Seattle Seahawks: What You're Not Going to Hear from Monday Night

Mac Leesburg@@macLEESBURGContributor IIISeptember 25, 2012

SEATTLE, WA - SEPTEMBER 24: Quarterback Aaron Rodgers #12 Green Bay Packers is pulled down by Bruce Irvin #51 of the Seattle Seahawks in the first half action at CenturyLink Field on September 24, 2012 in Seattle, Washington. (Photo by Kevin Casey/Getty Images)
Kevin Casey/Getty Images

Over the next 24 hours, or maybe even years, backlash will continue over the “touchception.” It will overshadow a performance that had a lot of positives for the Seattle Seahawks.

As the time expired on the clock, Russell Wilson hopped and heaved a ball into the end zone. You know the rest. Outside of those ten seconds, there was a sixty-minute game of football.

The biggest story line lost in this mess is the arrival of Seattle’s pass rush and the subsequent statement they made. Aaron Rodgers was sacked 8 times in the first half, tying the most in his career for any single game.

DE Chris Clemons dominated the highlight reel for his efforts, posting four sacks on the night. He was accompanied by rookie Bruce Irvin, who in committing two sacks himself, demonstrated to the Seattle fan base why he was their first-round pick.

After two weeks of the regular season, the Seahawks had only recorded a total of two sacks. But on Monday night, they looked to be in sync.

It was a complete defensive effort.

The “Legion of Boom”—the nickname for Seattle’s Secondary—was a critical part of the equation. There, tight coverage gave Rodgers no options. Whether he scrambled to the outside or stood firm in the pocket, Seattle’s pass rush applied pressure and made stats.

The result: The Packers made it past the halfway point only once during the first half. This limited them to just 87 yards and not a single drive inside Seattle’s 40-yard line.

Despite not sustaining this feat through the second half, Seattle kept the Packers offense at just 12 points—a victory in many regards.

Led by a conservative game plan, Russell Wilson and company struggled to ignite the offense and capitalize on a strong defensive performance.

The issues started with the offensive line, which did a lot right and a lot wrong. In limiting the Packers defense to just one sack, they also shut down Clay Matthews. He arrived in Seattle with six sacks for the season and left with six.

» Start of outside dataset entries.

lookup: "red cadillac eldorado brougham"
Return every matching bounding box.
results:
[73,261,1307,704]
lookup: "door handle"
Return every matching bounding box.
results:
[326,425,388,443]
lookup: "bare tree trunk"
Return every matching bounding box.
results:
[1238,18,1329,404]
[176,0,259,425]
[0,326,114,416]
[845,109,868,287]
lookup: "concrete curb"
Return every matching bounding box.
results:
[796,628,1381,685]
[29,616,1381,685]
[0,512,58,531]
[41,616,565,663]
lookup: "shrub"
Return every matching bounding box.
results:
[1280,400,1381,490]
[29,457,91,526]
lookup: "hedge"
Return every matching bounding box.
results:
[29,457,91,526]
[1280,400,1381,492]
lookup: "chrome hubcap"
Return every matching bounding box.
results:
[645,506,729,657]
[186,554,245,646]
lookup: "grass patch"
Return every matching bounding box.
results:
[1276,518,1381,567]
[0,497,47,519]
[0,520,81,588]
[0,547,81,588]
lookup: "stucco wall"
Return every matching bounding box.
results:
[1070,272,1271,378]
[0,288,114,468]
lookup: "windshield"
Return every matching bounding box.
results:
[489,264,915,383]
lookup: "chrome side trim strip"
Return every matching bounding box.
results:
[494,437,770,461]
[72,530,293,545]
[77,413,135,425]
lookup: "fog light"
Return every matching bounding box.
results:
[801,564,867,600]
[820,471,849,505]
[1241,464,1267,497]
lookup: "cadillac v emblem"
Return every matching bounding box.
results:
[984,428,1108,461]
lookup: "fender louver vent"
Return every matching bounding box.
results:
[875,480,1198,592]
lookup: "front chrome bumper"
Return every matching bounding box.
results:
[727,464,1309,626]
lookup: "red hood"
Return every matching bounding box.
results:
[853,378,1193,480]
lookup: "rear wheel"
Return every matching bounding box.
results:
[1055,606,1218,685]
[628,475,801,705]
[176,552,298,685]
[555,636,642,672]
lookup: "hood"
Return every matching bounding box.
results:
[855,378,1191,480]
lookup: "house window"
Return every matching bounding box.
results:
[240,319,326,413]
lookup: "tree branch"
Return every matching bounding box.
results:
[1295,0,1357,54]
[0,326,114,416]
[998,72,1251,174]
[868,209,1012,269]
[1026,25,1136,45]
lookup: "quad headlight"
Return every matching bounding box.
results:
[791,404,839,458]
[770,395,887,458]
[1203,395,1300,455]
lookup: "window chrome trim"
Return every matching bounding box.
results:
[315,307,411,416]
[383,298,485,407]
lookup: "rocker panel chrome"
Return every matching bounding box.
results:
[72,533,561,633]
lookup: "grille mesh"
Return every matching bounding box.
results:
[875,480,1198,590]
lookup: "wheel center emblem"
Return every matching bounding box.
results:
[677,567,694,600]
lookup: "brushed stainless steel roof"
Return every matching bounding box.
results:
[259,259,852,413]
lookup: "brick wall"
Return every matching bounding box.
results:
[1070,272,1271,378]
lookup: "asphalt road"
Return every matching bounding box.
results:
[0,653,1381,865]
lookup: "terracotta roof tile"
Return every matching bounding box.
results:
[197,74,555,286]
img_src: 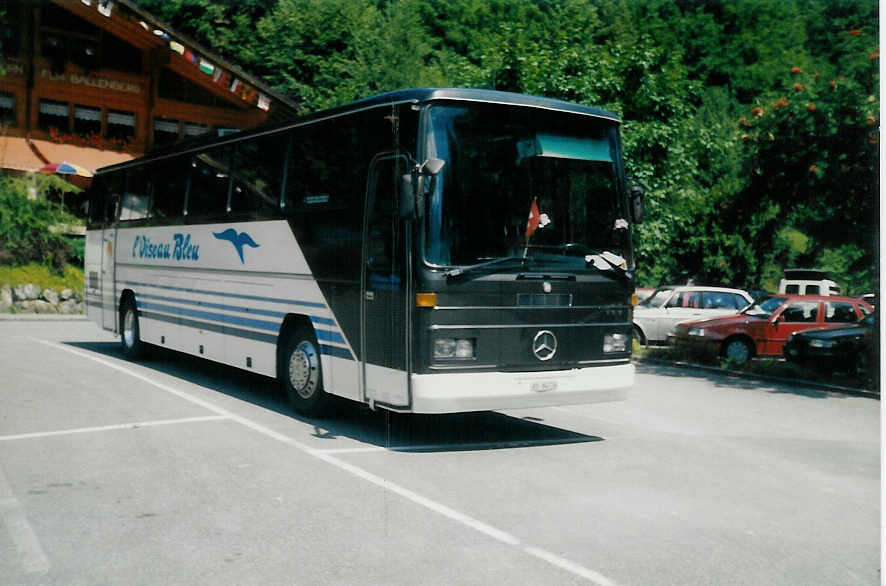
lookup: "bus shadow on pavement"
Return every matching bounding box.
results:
[65,342,604,452]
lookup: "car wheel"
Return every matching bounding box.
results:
[277,327,329,417]
[634,326,647,346]
[723,339,754,364]
[120,297,145,360]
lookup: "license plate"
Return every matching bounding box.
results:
[529,380,557,393]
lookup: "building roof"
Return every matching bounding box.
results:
[0,136,135,172]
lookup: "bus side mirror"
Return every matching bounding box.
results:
[630,185,646,224]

But their discipline ruined an otherwise good performance. The Seahawks lost 118 yards after being whistled 14 times.

While Wilson is stumbling to find his rhythm on the passing end, the already limited opportunities he got were not helped by simple penalties. In particular, Russell Okung's performance last night further put into question whether or not he wants to lead this O-line.

Wilson completed 10-of-21 and finished with 130 yards. The highlight here was Golden Tate’s uncontroversial touchdown. It came midway through the second quarter from a 41-yard bomb by Wilson.

Until offensive coordinator Darrell Bevell allows Russell Wilson to take more reps without the run, Wilson's numbers will continue to be far from excellent. Yet he has still won two games and came a catch away from being 3-0.

Special teams did not leave as significant a mark as it did last week. But punter Jon Ryan continued to go about his business quietly and put his name in early Pro Bowl conversations. He established the Seahawks by routinely giving them strong field positions, averaging 51.5 yards on six punts, including a 73-yard one.

Defenses have won Super Bowls. But before Seattle seriously considers itself in the playoff picture, they will need to address their offensive concerns.